Die Fachbibliothek der Deutschen Sporthochschule steht in Köln. Quadergleich steht Schweiß im Raum. Eine Studentin fragt, ob es hier Bücher gebe, die besorgt heraneilende Bibliothekarin klärt uns darüber auf, daß wir „Formulare ausfüllen“ müßten. Nach drei Stunden haben wir 44 Titel notiert. Am Tresen gibt man uns Bescheid, es könnten nur jeweils 10 bearbeitet werden. Ich simuliere Schweißausbrüche und rede was von „höchstrichterlichem Auftrag im Sinne der Literatur und insbesondere der Fußballforschung“ daher. Ja, o.k., mal schaun, das klänge ja interessant.

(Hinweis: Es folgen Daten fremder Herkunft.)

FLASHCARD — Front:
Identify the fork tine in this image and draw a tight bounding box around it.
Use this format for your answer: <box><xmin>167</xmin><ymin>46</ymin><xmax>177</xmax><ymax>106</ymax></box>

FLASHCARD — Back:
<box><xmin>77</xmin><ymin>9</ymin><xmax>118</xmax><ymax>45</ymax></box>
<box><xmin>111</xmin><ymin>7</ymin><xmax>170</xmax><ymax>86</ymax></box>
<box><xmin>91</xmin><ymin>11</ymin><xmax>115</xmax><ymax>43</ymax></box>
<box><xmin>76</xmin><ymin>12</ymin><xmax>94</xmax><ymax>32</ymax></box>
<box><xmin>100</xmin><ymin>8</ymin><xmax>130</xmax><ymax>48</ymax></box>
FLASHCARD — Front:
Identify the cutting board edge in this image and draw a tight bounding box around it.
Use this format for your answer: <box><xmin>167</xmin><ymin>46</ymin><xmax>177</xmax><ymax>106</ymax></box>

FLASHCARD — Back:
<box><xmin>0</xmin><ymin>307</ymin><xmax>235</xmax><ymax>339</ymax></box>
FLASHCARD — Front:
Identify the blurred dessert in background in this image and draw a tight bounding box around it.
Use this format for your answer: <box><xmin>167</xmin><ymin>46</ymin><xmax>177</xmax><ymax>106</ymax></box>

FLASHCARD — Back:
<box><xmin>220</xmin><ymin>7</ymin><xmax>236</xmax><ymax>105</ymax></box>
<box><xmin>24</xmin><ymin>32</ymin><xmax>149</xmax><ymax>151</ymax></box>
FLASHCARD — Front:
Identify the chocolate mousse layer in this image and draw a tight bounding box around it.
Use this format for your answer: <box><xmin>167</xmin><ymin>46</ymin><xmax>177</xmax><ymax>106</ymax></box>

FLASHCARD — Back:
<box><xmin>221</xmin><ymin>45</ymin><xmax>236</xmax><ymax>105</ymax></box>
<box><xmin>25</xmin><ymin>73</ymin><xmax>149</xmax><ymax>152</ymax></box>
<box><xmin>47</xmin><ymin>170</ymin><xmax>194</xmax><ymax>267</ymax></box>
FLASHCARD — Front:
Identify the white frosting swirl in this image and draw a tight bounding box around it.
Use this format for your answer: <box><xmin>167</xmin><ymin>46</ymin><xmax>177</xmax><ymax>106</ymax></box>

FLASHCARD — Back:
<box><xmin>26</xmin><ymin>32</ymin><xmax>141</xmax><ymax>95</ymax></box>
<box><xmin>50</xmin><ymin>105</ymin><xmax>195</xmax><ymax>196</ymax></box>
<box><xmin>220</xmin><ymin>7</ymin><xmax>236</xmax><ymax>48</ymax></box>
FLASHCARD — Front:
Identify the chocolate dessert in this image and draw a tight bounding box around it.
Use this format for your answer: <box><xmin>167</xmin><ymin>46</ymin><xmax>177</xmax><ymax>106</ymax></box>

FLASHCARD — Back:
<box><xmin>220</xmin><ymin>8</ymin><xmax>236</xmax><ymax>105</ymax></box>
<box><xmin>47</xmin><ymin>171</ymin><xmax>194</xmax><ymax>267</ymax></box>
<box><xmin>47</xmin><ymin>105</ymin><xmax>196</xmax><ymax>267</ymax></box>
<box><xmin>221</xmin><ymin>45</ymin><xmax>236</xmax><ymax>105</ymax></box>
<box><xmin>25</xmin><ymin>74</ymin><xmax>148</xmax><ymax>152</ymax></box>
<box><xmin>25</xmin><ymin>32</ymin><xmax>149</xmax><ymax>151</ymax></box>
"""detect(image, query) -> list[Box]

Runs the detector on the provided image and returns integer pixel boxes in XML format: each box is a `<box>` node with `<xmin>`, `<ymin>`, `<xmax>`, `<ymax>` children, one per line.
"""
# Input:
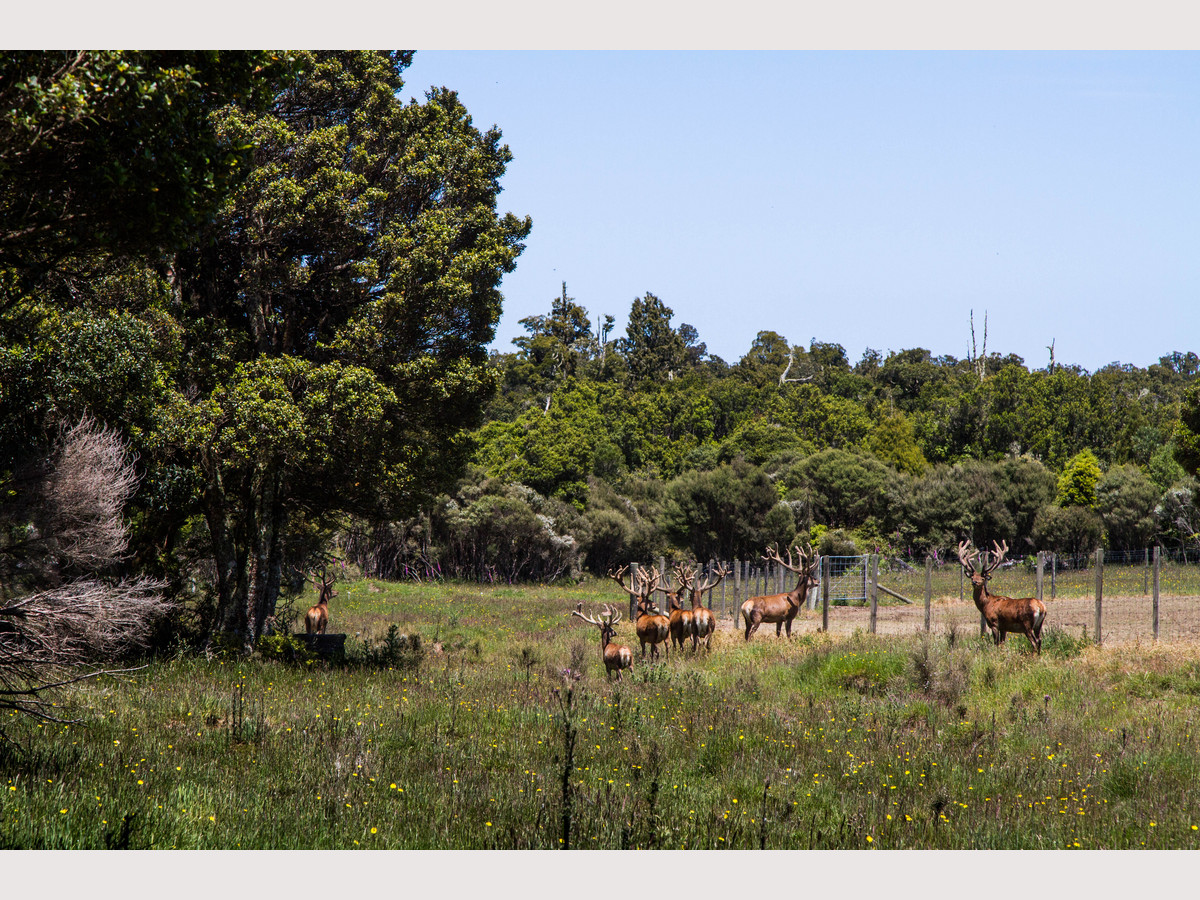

20 Minuten später sehen wir die Frau hinterm Ausgabetresen nicht wieder. Sie murmelt, wir möchten doch bitte die Stapel rasch entfernen. Schweiß sammelt sich am Hosenbund. Ein flüchtiger Blick bedeutet uns: Das muß alllles kopiert werden. Wir teilen auf. Drei Räume mit jeweils drei Xeroxmaschinen. Fischer reißt den ersten Walter-Band runter, daneben schufte ich an der Enzyklopädie des Toreschießens. Vor der Glastür staut es sich etwas.

Plötzlich ruckelt Fischers Apparat, Papierweg verstopft. Die hinzugezogene Aufsicht behauptet, der Xeroxklempner sei schon nach Hause gegangen. Mit dem Handwagen zieht Fischer nach oben ab, ich erhöhe die Frequenz, es ist kurz nach fünf, da staut's auch bei mir. Geistesgegenwärtig wechsele ich zum eben freigewordenen letzten Gerät dieser Abteilung und erkläre dem zaghaft protestierenden Kollegen, daß ich aus Frankfurt käme und bis sieben leider die zwei Stöße hier abzulichten hätte. Er versteht und schleicht davon.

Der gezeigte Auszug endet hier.